ORDERED that C.A. No. 83-2830 and C.A. No. 83-2341 be consolidated, insofar as they concern the repeal of the former 20 C.F.R. § 405.428 (containing the "2% allowance"); further

ORDERED that the motions of the plaintiffs in C.A. No. 83-2830 and C.A. No. 83-2341 for summary judgment and partial summary judgment, respectively, be denied; and further

ORDERED that the motions of the defendant in C.A. No. 83-2830 and C.A. No. 83-2341 for summary judgment and partial summary judgment, respectively, be granted.

NOTES

[1] The Medicare regulations were originally codified in Title 20 of the Code of Federal Regulations. To avoid confusion, however, all citations will be to Title 42, the title in which Medicare regulations are currently codified.

[2] The exemption applies to any matter "relating to agency management or personnel or to public property, loans, grants, benefits, or contracts." 5 U.S.C. § 553(a) (2) (emphasis added).

[3] See Rivera v. Patino, 524 F. Supp. 136 (N.D.Cal. 1981). But see Vermont Yankee Nuclear Power Corp. v. NRDC, 435 U.S. 519, 98 S. Ct. 1197, 55 L. Ed. 2d 460 (1978).

[4] "Each agency shall give an interested person the right to petition for the issuance, amendment, or repeal of a rule." 5 U.S.C. § 553(e).

[5] The contrary conclusion is arrived at in Baylor Univ. Medical Center v. Schweiker, 571 F. Supp. 374 (N.D.Tex.1983), but this court finds that case unpersuasive.

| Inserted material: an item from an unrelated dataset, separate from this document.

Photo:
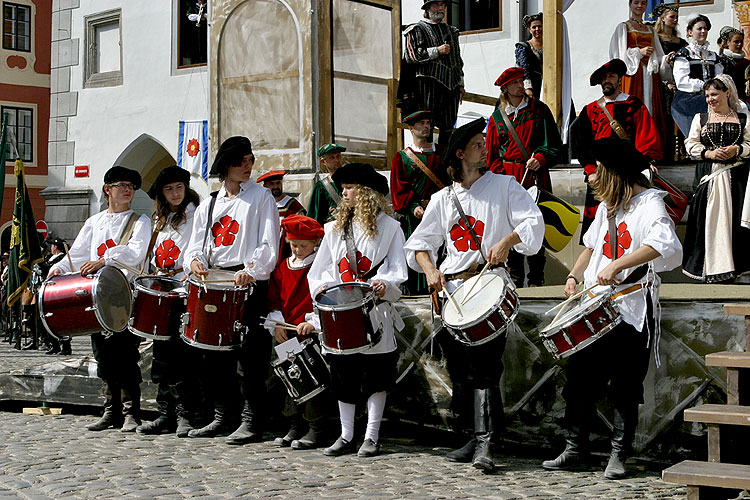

[6] The plaintiffs argue that the defendant failed to consider the practices of third-party payors, as she is required to do under 42 U.S.C. § 1395x(v) (1) (A). The mere fact that the explanatory statement did not refer to third-party payor practice, however, is not sufficient evidence of this. Moreover, the 2% allowance was itself an adaptation of third-party payor practice, see 31 Fed.Reg. 14816; it is unlikely that the Secretary was unaware of that fact when the rule was repealed.

[7] The plaintiffs in C.A. No. 83-2341 indicated as much to the Provider Reimbursement Review Board, see section I, supra; they also assert entitlement to a return on equity in their complaint in this action. No substantive claim is made for unidentified costs (the other component of the 2% allowance)not surprising in light of the fact that it has been 17 years since the "stage of development" at which "lack of percision [sic]" was thought to exist, 31 Fed.Reg. 14816. See section I, supra.